Unfortunately, in a framework of entitlement, meaning the idea of a “god” who owes it to us, the mention of God’s permissive will suggests of an evil deity who is happy for us to suffer. The point which we may be unaware of is that God’s will, positively or permissively, is never more than what we can bear. Whatever bad things may befall us, “Faith gives us the certainty that God would not permit an evil if He did not cause a good to come from that very evil, by ways that we shall fully know only in eternal life” (CCC 324).

Despite what we think, God is labouring hard for our salvation. At the very moment when Adam and Eve fell, God has already set in motion our salvation for He wants all to be saved in, by and through Jesus Christ His Son.

Now, coming back to this panoramic portrait of God’s desiring to save mankind and the world, the picture is pleasantly positive. It is an endeavour of epic proportion. And yet, there is a fact which we frequently do not take into account in this big picture of salvation. This fact is not a proof of God’s powerlessness but rather directs our attention to a certain logic which says that salvation must be worked out in the heart of man—for there is an ongoing war for his soul. We have, for the longest time, lived the delusion that the Devil is nothing more than a figment of our imagination. In a way, he is, if you watch some of the horror movies. The graphic depiction of the devil has not scared us into a fear of him but rather lured some into a fascination with evil and the occult.

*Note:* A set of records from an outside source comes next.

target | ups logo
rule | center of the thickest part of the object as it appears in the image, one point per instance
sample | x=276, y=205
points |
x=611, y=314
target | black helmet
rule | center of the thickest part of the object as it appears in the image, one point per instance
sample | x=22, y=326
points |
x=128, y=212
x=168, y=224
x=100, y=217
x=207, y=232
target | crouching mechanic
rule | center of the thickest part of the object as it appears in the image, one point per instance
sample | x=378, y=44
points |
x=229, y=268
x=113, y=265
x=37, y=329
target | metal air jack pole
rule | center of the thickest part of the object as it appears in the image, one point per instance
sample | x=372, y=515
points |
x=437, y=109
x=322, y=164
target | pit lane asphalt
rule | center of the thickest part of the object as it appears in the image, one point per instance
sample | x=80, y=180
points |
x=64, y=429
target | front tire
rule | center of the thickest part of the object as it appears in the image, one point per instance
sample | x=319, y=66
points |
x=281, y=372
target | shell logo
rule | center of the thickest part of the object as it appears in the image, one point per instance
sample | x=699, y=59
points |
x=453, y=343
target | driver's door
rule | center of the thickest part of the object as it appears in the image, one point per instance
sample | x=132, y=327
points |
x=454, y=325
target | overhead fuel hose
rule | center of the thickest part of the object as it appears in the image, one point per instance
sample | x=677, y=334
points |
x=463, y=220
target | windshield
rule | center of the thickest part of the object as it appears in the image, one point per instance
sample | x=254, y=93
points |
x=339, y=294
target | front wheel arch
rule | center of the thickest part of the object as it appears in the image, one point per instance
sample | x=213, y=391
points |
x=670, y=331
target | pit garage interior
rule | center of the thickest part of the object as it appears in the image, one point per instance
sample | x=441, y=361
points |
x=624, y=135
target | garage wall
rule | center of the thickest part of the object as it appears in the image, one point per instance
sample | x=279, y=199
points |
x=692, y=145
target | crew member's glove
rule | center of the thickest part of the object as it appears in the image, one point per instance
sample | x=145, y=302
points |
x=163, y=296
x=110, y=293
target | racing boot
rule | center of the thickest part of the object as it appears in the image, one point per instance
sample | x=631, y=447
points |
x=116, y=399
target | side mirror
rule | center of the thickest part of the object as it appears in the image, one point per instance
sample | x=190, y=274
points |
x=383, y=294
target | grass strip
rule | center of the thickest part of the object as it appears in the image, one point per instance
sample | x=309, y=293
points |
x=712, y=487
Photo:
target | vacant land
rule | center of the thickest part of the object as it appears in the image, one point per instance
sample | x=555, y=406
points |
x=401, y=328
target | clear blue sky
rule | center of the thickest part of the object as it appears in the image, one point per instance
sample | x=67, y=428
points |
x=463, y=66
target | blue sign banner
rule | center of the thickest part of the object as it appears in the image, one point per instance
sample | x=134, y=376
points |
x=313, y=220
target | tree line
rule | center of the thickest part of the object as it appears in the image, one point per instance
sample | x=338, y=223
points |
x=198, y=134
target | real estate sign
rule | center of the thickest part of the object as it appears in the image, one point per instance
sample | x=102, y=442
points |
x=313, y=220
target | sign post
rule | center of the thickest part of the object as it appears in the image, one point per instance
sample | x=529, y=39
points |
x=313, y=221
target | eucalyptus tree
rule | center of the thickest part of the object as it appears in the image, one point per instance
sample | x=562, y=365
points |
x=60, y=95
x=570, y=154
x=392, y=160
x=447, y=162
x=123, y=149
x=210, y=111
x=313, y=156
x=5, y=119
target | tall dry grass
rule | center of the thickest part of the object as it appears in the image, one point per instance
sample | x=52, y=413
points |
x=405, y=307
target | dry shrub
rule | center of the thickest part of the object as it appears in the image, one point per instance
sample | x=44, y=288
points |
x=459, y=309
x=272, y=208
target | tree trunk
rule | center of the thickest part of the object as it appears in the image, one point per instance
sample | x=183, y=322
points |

Maybe you understand why the universal Church has asked of us to recite the prayer to the Archangel St Michael at the end of the Mass—a prayer arising from our belated realisation and recognition that in the salvation of the world, the devil is relentless in his quest to thwart the will of God for the world.

In conclusion, there is a cost or a price to be paid and we ought to count the cost. The more we embrace God’s will, the more the devil will attempt to derail our decision and destroy our desire. A person on the road to perdition will readily encounter a road without obstacles. And this brings me to the second point, that is, the acceptance of God’s will requires a perspective that must venture beyond the material. Presently, we all associate health or wealth as God’s blessing and consider infirmity or poverty as God’s displeasure. But the saints have taught us that God’s will is always benevolent even if it does not seem so. My God, I do not know what must come to me today. But I am certain that nothing can happen to me that you have not foreseen, decreed, and ordained from eternity. That is sufficient for me. I adore your impenetrable and eternal designs, to which I submit with all my heart. I desire, I accept them all, and I unite my sacrifice to that of Jesus Christ, my divine Saviour. I ask in His name and through His infinite merits, patience in my trials, and perfect and entire submission to all that comes to me by your good pleasure. Amen (by St Joseph Pignatelli)

The idea of changing the world and converting it to Christ is certainly captivating and unquestionably urgent in scope. Yet, accepting the will of God reveals that the world can only be converted soul by soul, for the hearts of men, women and children are the arenas where the contest for souls takes place and it begins not out there but in here, in the heart of the individual. Salvation is never of “all of us” but “each one of us”.